U.S. Sens. Mark Warner and Cory Gardner introduced legislation Monday that would authorize the Department of Homeland Security to give state and local governments grants to purchase additional cybersecurity resources and hire more information-security personnel.
Under the State Cyber Resiliency Act, state, local and tribal governments would be invited to put together plans to improve their overall defenses around their computer networks, communications systems and industrial control systems, such as internet-connected devices that operate environmental sensors and other “smart city” platforms. Plans would be designed with the goals of improving overall security, running regular vulnerability assessments and other threat-mitigation exercises and ensuring operational continuity — particularly public safety and law enforcement — in the event of a cyberattack.
“As cyberattacks increase in frequency and gravity, we must ensure that our nation — from our local governments on up — is adequately prepared to protect public safety and combat cyber threats,” Warner, a Virginia Democrat, said in a press release.
The bill is similar to one that Warner and Gardner introduced in March 2017, but never received a hearing.
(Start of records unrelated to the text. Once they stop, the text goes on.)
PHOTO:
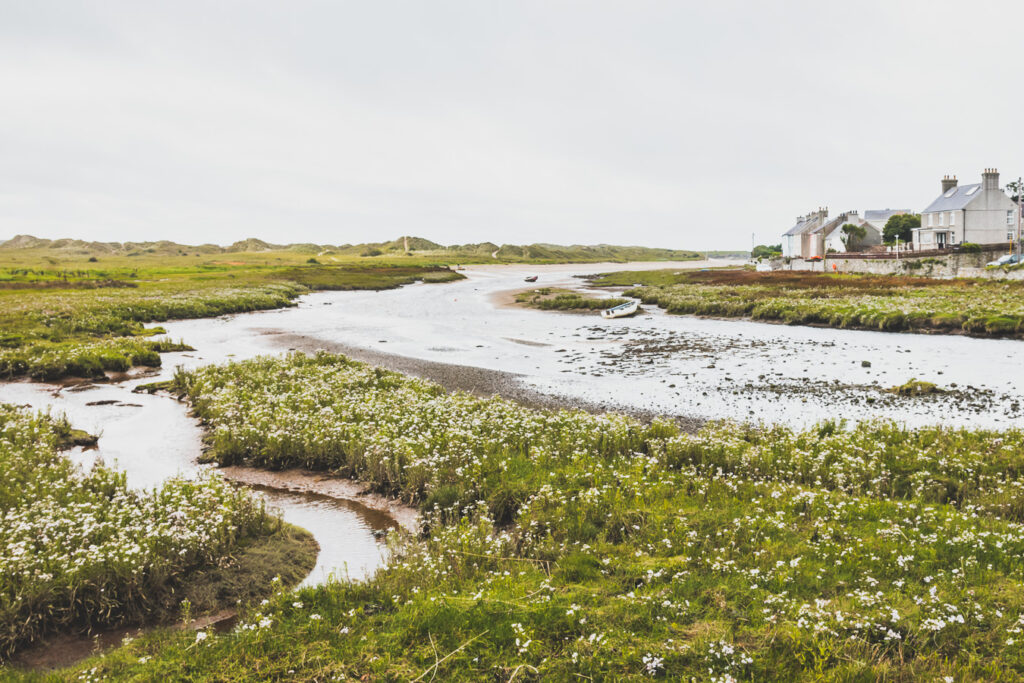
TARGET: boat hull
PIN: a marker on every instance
(625, 310)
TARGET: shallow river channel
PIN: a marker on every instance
(652, 364)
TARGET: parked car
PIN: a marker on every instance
(1006, 259)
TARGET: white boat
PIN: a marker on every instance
(622, 310)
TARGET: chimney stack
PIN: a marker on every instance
(990, 179)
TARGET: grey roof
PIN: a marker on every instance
(883, 214)
(803, 226)
(957, 200)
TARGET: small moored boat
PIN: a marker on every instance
(622, 310)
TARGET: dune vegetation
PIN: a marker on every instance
(77, 317)
(70, 307)
(80, 551)
(563, 545)
(983, 308)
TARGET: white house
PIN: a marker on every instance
(814, 235)
(798, 242)
(879, 217)
(832, 233)
(980, 213)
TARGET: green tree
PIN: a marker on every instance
(766, 251)
(899, 225)
(852, 235)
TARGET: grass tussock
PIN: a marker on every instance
(57, 324)
(80, 550)
(982, 308)
(560, 545)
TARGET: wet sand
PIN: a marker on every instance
(321, 483)
(477, 381)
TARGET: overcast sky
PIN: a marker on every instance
(674, 124)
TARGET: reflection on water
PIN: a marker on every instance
(342, 527)
(152, 437)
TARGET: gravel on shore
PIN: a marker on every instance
(477, 381)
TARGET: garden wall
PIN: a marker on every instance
(939, 265)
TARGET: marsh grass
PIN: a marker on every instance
(983, 308)
(80, 550)
(77, 323)
(559, 545)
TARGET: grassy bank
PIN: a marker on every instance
(73, 322)
(561, 545)
(553, 298)
(983, 308)
(81, 551)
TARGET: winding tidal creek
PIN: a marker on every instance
(466, 335)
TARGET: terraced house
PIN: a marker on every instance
(980, 213)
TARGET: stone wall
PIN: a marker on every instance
(945, 265)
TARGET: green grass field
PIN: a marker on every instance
(982, 308)
(567, 546)
(77, 308)
(81, 551)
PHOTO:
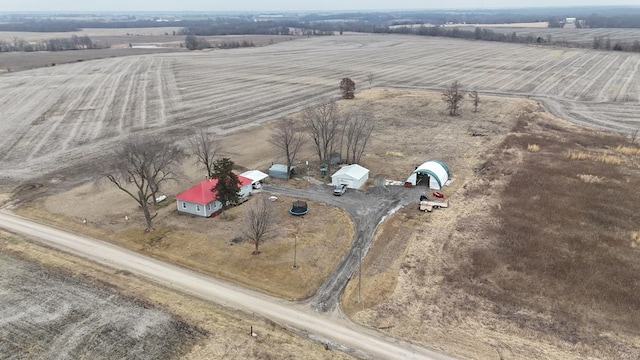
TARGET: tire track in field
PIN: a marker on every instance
(87, 128)
(575, 85)
(628, 95)
(63, 129)
(584, 94)
(607, 92)
(556, 76)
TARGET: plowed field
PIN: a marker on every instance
(66, 115)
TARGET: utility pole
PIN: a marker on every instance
(295, 250)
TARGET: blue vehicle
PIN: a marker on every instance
(339, 189)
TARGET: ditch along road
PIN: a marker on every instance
(337, 333)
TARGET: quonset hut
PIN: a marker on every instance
(433, 173)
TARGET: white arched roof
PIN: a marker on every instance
(437, 170)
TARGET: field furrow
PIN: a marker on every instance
(75, 111)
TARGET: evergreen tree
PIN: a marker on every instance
(228, 184)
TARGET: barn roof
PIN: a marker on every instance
(354, 171)
(202, 193)
(435, 168)
(254, 175)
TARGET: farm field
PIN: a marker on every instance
(97, 313)
(536, 258)
(47, 314)
(581, 36)
(65, 115)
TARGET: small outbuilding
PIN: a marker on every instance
(200, 200)
(354, 176)
(299, 208)
(433, 173)
(279, 171)
(256, 177)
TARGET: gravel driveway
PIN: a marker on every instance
(367, 209)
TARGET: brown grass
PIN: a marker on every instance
(605, 158)
(227, 330)
(562, 239)
(205, 244)
(533, 259)
(627, 150)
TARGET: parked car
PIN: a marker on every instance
(339, 189)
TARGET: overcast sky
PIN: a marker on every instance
(282, 5)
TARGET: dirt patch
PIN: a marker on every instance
(533, 260)
(222, 334)
(49, 313)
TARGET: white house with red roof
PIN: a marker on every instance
(201, 201)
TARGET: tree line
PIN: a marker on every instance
(72, 43)
(193, 42)
(599, 42)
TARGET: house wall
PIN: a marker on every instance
(199, 209)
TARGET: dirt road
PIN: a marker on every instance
(367, 209)
(337, 333)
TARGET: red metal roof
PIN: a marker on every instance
(202, 194)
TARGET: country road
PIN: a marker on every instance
(339, 333)
(367, 209)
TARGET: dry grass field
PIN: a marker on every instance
(213, 246)
(48, 313)
(536, 258)
(533, 260)
(579, 36)
(165, 324)
(68, 114)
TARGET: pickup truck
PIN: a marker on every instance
(339, 189)
(427, 205)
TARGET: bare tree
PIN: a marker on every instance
(288, 138)
(206, 148)
(348, 88)
(260, 222)
(476, 100)
(357, 131)
(323, 124)
(453, 97)
(370, 78)
(139, 167)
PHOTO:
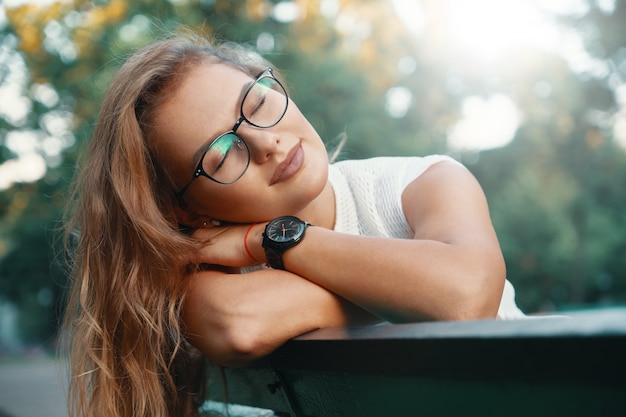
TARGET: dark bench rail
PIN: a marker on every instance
(547, 366)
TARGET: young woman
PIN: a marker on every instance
(178, 232)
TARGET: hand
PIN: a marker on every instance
(226, 245)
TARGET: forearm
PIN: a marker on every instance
(403, 279)
(235, 318)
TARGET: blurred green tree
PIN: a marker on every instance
(351, 66)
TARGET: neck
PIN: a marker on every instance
(321, 211)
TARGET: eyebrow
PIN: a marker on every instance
(200, 152)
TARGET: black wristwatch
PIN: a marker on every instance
(281, 234)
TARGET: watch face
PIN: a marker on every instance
(285, 229)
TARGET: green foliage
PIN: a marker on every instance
(556, 192)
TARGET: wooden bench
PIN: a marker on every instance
(571, 365)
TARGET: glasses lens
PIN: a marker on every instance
(265, 103)
(226, 159)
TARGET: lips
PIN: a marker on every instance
(289, 166)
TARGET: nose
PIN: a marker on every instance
(263, 143)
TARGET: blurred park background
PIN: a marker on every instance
(529, 95)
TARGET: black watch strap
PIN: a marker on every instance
(274, 258)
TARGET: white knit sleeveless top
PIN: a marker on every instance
(368, 202)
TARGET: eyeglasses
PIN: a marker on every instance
(226, 159)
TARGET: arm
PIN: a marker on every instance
(453, 269)
(235, 318)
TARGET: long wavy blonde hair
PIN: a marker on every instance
(128, 260)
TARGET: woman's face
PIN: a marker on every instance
(288, 162)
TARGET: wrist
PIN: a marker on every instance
(255, 242)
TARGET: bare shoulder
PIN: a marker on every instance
(447, 203)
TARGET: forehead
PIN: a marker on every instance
(205, 103)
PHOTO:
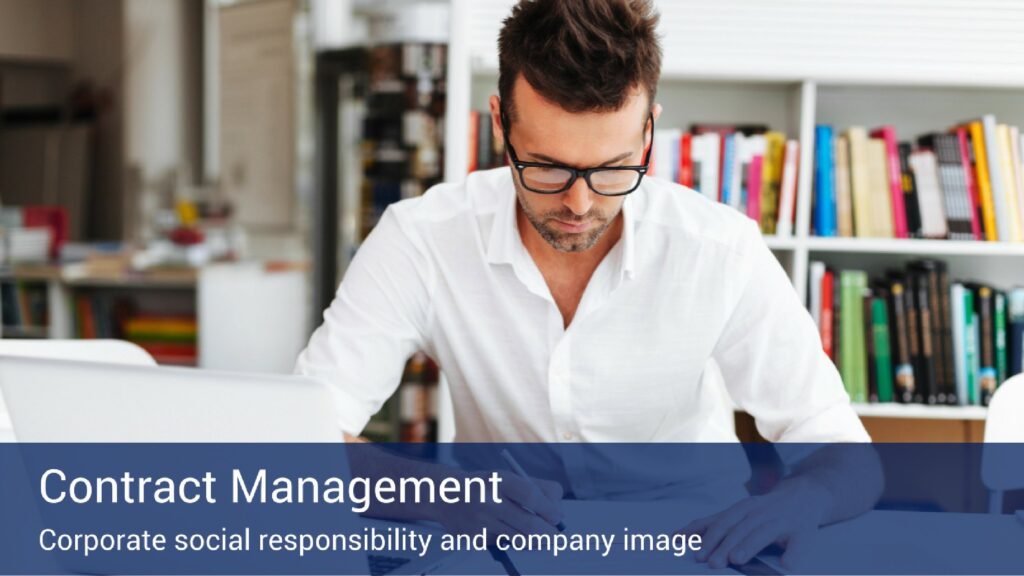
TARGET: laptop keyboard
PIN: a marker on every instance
(380, 565)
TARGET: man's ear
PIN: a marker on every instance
(496, 116)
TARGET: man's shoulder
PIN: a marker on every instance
(687, 214)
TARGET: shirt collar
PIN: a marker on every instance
(506, 243)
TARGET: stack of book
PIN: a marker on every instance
(749, 167)
(25, 306)
(170, 339)
(965, 183)
(913, 336)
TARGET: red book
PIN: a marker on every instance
(827, 287)
(972, 183)
(754, 188)
(474, 135)
(888, 134)
(686, 160)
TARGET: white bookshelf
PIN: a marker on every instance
(919, 66)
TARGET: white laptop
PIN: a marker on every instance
(72, 401)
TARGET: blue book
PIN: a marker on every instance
(728, 162)
(824, 180)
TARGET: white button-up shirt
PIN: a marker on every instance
(690, 284)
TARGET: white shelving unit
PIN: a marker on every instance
(919, 66)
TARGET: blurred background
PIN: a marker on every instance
(195, 175)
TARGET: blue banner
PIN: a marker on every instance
(503, 508)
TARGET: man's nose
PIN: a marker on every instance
(579, 198)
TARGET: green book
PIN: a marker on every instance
(883, 354)
(1000, 337)
(852, 353)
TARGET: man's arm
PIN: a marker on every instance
(378, 319)
(774, 368)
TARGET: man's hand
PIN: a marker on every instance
(788, 517)
(522, 510)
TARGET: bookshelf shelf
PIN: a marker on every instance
(918, 247)
(919, 411)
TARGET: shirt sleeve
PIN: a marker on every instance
(772, 361)
(377, 320)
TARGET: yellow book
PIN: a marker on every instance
(984, 187)
(771, 178)
(1010, 182)
(859, 183)
(878, 178)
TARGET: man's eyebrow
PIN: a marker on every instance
(545, 158)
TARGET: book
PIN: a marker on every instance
(824, 199)
(903, 383)
(844, 201)
(754, 188)
(909, 192)
(987, 375)
(859, 182)
(952, 180)
(958, 321)
(705, 151)
(787, 190)
(1015, 331)
(853, 367)
(999, 198)
(878, 176)
(771, 179)
(729, 170)
(971, 359)
(967, 161)
(926, 175)
(984, 183)
(686, 160)
(926, 367)
(887, 134)
(870, 365)
(999, 333)
(1008, 172)
(827, 311)
(883, 355)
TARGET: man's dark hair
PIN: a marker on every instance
(585, 55)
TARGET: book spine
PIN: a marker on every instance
(960, 353)
(1009, 172)
(984, 184)
(686, 160)
(999, 329)
(888, 135)
(945, 331)
(827, 310)
(787, 201)
(972, 182)
(883, 356)
(754, 189)
(823, 181)
(995, 177)
(971, 361)
(928, 377)
(987, 374)
(903, 364)
(909, 192)
(870, 364)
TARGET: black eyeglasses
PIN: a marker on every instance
(553, 178)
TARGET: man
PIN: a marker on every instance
(569, 298)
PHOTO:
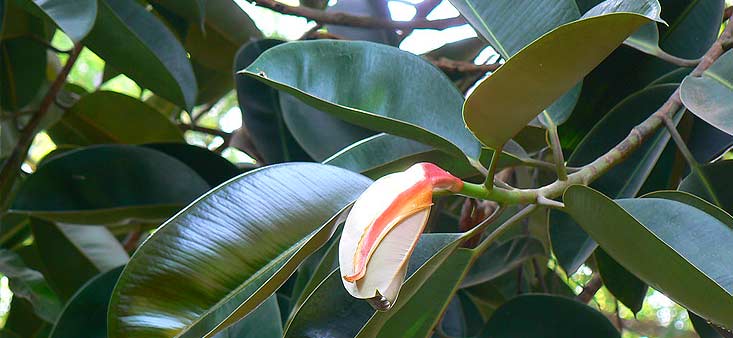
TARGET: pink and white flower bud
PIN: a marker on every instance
(383, 227)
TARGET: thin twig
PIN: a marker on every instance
(344, 19)
(11, 167)
(421, 12)
(215, 132)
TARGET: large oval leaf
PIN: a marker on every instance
(74, 17)
(383, 154)
(209, 165)
(713, 187)
(109, 117)
(710, 96)
(87, 250)
(85, 315)
(570, 243)
(535, 77)
(261, 113)
(109, 184)
(548, 317)
(648, 233)
(139, 45)
(22, 73)
(230, 250)
(432, 117)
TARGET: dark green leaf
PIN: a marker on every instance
(644, 234)
(263, 322)
(109, 184)
(227, 28)
(307, 125)
(22, 322)
(501, 258)
(431, 117)
(502, 22)
(209, 165)
(85, 315)
(626, 287)
(548, 317)
(261, 111)
(710, 96)
(713, 187)
(570, 243)
(74, 17)
(109, 117)
(139, 45)
(191, 10)
(693, 26)
(22, 72)
(230, 250)
(87, 250)
(29, 285)
(521, 84)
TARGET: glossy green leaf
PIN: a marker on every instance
(191, 10)
(230, 250)
(644, 234)
(88, 250)
(431, 117)
(501, 258)
(30, 285)
(307, 125)
(263, 322)
(548, 317)
(22, 72)
(109, 184)
(383, 154)
(627, 288)
(714, 187)
(139, 45)
(502, 23)
(74, 17)
(693, 26)
(213, 168)
(570, 243)
(109, 117)
(521, 85)
(710, 96)
(261, 111)
(85, 315)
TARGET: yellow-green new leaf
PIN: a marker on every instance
(534, 78)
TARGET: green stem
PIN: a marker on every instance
(489, 182)
(562, 172)
(11, 168)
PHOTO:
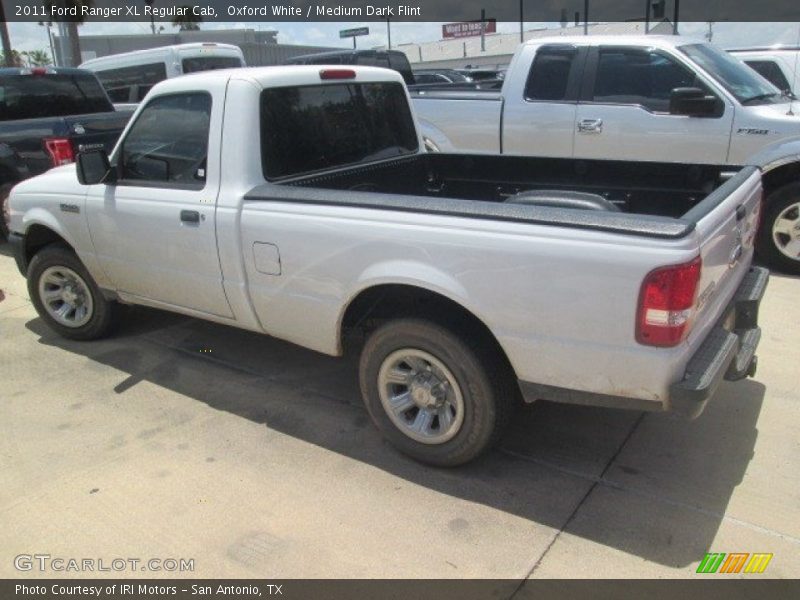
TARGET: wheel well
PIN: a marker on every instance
(779, 177)
(39, 236)
(378, 304)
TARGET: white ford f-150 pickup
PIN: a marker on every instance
(647, 97)
(299, 202)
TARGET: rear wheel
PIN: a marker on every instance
(66, 297)
(432, 395)
(779, 238)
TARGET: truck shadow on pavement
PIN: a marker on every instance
(649, 485)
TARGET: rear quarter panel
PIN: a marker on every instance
(561, 302)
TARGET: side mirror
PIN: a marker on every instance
(693, 102)
(94, 168)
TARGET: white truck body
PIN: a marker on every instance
(611, 106)
(558, 290)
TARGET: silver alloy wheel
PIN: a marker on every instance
(786, 231)
(421, 396)
(65, 296)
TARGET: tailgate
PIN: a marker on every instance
(96, 130)
(726, 224)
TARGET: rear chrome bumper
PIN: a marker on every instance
(729, 351)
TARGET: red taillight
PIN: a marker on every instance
(666, 304)
(60, 151)
(337, 74)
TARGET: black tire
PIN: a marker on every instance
(486, 386)
(779, 203)
(104, 314)
(5, 189)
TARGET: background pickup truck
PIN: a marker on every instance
(46, 116)
(635, 98)
(298, 202)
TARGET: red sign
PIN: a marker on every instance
(468, 29)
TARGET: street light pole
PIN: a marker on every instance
(585, 17)
(152, 18)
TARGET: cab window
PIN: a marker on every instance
(639, 77)
(168, 143)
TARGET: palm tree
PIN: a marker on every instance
(187, 21)
(12, 59)
(72, 26)
(6, 41)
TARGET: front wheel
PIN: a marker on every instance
(779, 239)
(433, 396)
(66, 297)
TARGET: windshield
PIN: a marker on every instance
(744, 83)
(210, 63)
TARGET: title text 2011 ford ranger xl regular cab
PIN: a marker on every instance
(647, 97)
(298, 202)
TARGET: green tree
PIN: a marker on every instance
(187, 21)
(38, 58)
(12, 59)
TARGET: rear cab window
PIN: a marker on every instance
(312, 128)
(553, 75)
(770, 71)
(123, 84)
(640, 77)
(210, 63)
(28, 96)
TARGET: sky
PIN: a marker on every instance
(31, 36)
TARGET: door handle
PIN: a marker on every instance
(590, 126)
(190, 216)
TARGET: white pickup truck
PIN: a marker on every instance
(655, 98)
(299, 202)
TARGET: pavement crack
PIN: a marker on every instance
(596, 481)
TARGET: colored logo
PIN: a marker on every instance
(734, 562)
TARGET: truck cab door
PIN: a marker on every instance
(539, 110)
(153, 228)
(624, 111)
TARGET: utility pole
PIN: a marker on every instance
(152, 18)
(483, 30)
(6, 41)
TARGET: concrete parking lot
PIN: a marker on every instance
(182, 439)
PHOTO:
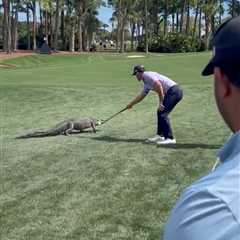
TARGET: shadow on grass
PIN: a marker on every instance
(113, 139)
(174, 146)
(191, 146)
(41, 134)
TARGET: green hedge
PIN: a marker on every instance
(173, 43)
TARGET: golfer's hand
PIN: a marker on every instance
(161, 108)
(129, 106)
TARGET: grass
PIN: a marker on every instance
(109, 185)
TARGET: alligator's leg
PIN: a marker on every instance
(93, 127)
(70, 129)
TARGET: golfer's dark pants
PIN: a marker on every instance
(171, 98)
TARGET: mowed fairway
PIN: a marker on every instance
(108, 185)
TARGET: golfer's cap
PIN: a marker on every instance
(138, 68)
(226, 46)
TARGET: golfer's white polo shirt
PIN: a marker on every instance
(149, 78)
(210, 208)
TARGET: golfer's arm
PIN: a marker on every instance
(138, 98)
(159, 90)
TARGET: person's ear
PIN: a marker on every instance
(224, 84)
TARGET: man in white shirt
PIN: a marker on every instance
(169, 94)
(210, 207)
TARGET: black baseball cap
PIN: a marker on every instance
(226, 47)
(138, 68)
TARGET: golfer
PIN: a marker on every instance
(169, 94)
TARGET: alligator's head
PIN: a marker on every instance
(97, 122)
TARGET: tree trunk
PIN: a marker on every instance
(46, 26)
(165, 30)
(7, 26)
(80, 38)
(72, 39)
(177, 21)
(34, 26)
(63, 28)
(56, 26)
(182, 15)
(146, 25)
(188, 18)
(133, 26)
(51, 29)
(173, 22)
(28, 30)
(200, 24)
(195, 21)
(15, 27)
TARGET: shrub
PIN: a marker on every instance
(172, 43)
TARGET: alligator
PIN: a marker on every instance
(66, 128)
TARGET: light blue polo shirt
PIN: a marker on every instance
(210, 208)
(149, 79)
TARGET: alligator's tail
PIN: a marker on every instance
(38, 134)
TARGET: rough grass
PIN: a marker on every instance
(108, 185)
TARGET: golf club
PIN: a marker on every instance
(114, 115)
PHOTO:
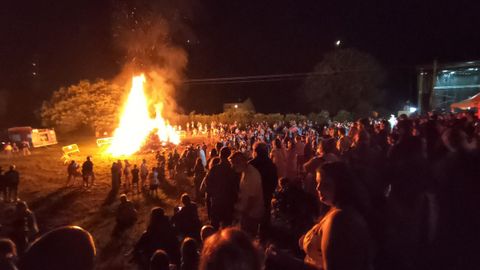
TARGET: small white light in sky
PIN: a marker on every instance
(393, 120)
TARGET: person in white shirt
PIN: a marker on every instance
(250, 207)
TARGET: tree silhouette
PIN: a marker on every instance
(346, 79)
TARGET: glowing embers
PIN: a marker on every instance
(136, 125)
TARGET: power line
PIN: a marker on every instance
(268, 77)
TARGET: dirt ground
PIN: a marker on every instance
(42, 185)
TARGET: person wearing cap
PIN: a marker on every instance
(250, 206)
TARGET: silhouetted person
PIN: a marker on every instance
(116, 172)
(87, 173)
(3, 185)
(69, 247)
(8, 254)
(72, 171)
(206, 231)
(186, 219)
(159, 261)
(268, 172)
(230, 249)
(12, 179)
(198, 176)
(135, 179)
(190, 254)
(126, 214)
(159, 235)
(250, 208)
(221, 185)
(24, 226)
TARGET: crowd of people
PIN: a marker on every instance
(360, 195)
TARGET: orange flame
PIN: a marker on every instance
(136, 124)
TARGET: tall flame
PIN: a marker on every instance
(136, 124)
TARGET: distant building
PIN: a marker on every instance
(440, 85)
(244, 106)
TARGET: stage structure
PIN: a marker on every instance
(442, 84)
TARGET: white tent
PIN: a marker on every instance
(467, 103)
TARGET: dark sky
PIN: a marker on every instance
(72, 40)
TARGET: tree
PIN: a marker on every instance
(346, 79)
(84, 105)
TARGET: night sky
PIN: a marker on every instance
(72, 40)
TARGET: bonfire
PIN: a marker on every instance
(136, 125)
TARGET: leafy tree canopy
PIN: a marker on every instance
(84, 105)
(348, 80)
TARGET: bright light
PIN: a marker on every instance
(136, 124)
(393, 121)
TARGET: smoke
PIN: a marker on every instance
(148, 35)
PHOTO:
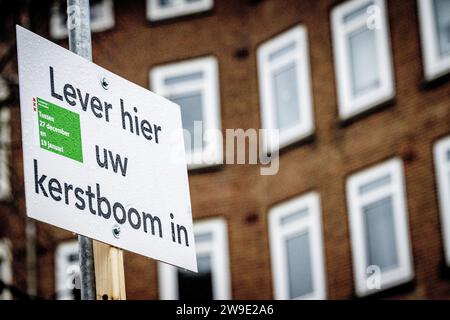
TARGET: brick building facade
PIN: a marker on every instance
(401, 125)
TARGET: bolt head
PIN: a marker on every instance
(116, 231)
(105, 83)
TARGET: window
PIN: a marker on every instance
(5, 144)
(442, 165)
(362, 56)
(5, 268)
(193, 85)
(67, 271)
(296, 249)
(285, 85)
(213, 278)
(165, 9)
(101, 15)
(435, 33)
(379, 228)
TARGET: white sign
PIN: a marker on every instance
(99, 155)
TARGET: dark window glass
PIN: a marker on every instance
(381, 244)
(198, 286)
(299, 265)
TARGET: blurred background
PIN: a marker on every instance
(360, 91)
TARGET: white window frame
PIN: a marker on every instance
(350, 106)
(442, 167)
(277, 235)
(300, 56)
(220, 269)
(434, 65)
(5, 147)
(62, 284)
(59, 31)
(356, 202)
(157, 12)
(6, 267)
(212, 152)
The list of state and local governments to be the victims of cyberattacks has grown considerably in the two years since the senators last introduced their cybersecurity grant bill, with entities running the gamut from the Colorado Department of Transportation to the Pennsylvania Senate to the cities of Atlanta and Newark, New Jersey being targeted by hackers. In late March, Albany, New York, became the latest city to report its networks being compromised by a ransomware virus. In many cases, recovering from an attack like ransomware can be costly for a local government: Atlanta has spent $17 million rebuilding from a March 2018 attack that crippled systems citywide, and more recently, a small county in rural Georgia paid its hackers $400,000 to regain access to its networks.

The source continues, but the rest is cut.